VXLAN and OTV: The Saga Continues
Randall Greer left a comment on my Revisited: Layer-2 DCI over VXLAN post saying:
Could you please elaborate on how VXLAN is a better option than OTV? As far as I can see, OTV doesn't suffer from the traffic tromboning you get from VXLAN. Sure you have to stretch your VLANs, but you're protected from bridging failures going over your DCI. OTV is also able to have multiple edge devices per site, so there's no single failure domain. It's even integrated with LISP to mitigate any sub-optimal traffic flows.
Before going through the individual points, let’s focus on the big picture: the failure domains.
The Big Picture
Fact: layer-2 network (VLAN) is a single failure domain. You might not believe it… until you experience your first STP-induced loop or a broadcast storm (but then, there are people who believe in bandwidth fairy and flat earth).

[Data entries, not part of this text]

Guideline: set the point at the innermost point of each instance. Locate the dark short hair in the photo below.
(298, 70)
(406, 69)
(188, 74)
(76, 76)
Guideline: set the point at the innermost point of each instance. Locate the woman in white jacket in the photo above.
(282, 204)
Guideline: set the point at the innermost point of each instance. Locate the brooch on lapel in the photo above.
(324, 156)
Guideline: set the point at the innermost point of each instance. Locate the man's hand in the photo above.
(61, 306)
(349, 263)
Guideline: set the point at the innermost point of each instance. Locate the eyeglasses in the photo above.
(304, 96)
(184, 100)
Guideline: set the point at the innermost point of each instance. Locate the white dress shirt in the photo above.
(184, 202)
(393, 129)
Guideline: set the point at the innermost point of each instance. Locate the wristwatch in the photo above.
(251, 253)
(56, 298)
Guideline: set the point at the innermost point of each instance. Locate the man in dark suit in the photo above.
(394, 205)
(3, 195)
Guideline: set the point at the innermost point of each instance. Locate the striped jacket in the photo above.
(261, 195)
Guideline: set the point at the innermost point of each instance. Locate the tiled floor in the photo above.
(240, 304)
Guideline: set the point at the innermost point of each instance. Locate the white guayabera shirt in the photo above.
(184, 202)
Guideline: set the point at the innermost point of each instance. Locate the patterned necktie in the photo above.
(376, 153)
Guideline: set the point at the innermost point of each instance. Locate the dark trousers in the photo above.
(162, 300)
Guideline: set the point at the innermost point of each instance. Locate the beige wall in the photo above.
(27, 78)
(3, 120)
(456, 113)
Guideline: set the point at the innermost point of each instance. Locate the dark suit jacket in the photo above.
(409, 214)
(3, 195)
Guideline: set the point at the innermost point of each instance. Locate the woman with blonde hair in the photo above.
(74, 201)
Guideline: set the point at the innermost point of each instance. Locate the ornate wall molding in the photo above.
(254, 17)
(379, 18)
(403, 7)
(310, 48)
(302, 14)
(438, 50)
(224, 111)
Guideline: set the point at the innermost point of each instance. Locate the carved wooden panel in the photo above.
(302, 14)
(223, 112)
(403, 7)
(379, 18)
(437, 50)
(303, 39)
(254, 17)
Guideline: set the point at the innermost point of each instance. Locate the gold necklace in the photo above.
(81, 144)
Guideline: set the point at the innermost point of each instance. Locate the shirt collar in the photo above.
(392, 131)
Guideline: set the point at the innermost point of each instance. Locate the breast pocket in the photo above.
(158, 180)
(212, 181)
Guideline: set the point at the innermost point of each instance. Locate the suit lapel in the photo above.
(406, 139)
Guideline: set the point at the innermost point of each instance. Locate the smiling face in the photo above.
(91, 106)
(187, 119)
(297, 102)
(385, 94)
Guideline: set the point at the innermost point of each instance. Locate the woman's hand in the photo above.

Now let’s compare the bridging domains in three scenarios:
- VXLAN VTEP on the hypervisor
- VXLAN VTEP on the first ToR switch
- VXLAN VTEP or OTV at the WAN edge router.
When you place the tunnel encapsulation endpoint on the WAN edge router, you turn at least one data center into a single failure domain. With the VXLAN on the hypervisor, the failure domain is limited to all hypervisors participating in the same VLAN, and if the hypervisor uses packet replication to emulate BUM flooding, a VM-triggered broadcast storm cannot do too much damage. The proof is left as an exercise for the reader.
The Details
Now let’s go through Randall’s points:
OTV doesn’t suffer from traffic tromboning. You might solve northbound (DC-to-WAN) traffic flow in OTV scenario with first-hop gateway localization (which is a kludge that shouldn’t have existed). You won’t even start solving southbound traffic flow problems until you introduce LISP, and the solution will be suboptimal until you deploy LISP at remote sites.

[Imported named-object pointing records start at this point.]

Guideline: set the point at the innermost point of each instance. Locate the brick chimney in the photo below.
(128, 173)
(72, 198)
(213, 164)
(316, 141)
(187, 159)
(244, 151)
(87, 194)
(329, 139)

You cannot solve east-west tromboning (traffic between VMs in different data centers), and all your glorious ideas kick the dust the moment someone inserts a stateful appliance (firewall or load balancer) in the forwarding path… unless you plan to deploy stretched firewall cluster, in which case I’ll wish you luck and walk away in disgust.

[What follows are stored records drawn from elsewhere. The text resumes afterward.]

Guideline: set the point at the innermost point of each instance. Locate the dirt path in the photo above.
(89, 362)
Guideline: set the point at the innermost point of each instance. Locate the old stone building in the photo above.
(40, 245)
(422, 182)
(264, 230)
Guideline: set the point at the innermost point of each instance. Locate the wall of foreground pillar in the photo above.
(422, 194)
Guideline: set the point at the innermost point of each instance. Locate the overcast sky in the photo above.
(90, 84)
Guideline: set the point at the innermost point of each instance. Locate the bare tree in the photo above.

TL&DR: Stop being a MacGyver and get a life. You might also want to watch this video.
You’re protected from bridging failures going over your DCI. This assumes that I’m OK with bridging failures bringing down one of my data centers. I don’t have a dozen data centers, so I don’t want to risk even one of them.
Also, if a VM goes broadcast-crazy and pumps 10Gbps of BUM traffic into your data center core, the OTV solution will either (A) saturate the WAN link or (B) saturate the server links in the other data center.
Before telling me that I don’t know what storm control is, please do read how it actually works. A single BUM-crazy VM will kill almost all BUM traffic on your OTV link, effectively breaking ARP (and a few other things) across stretched VLANs.
OTV is also able to have multiple edge devices per site, so there's no single failure domain. Single point of failure is not the same thing as single failure domain.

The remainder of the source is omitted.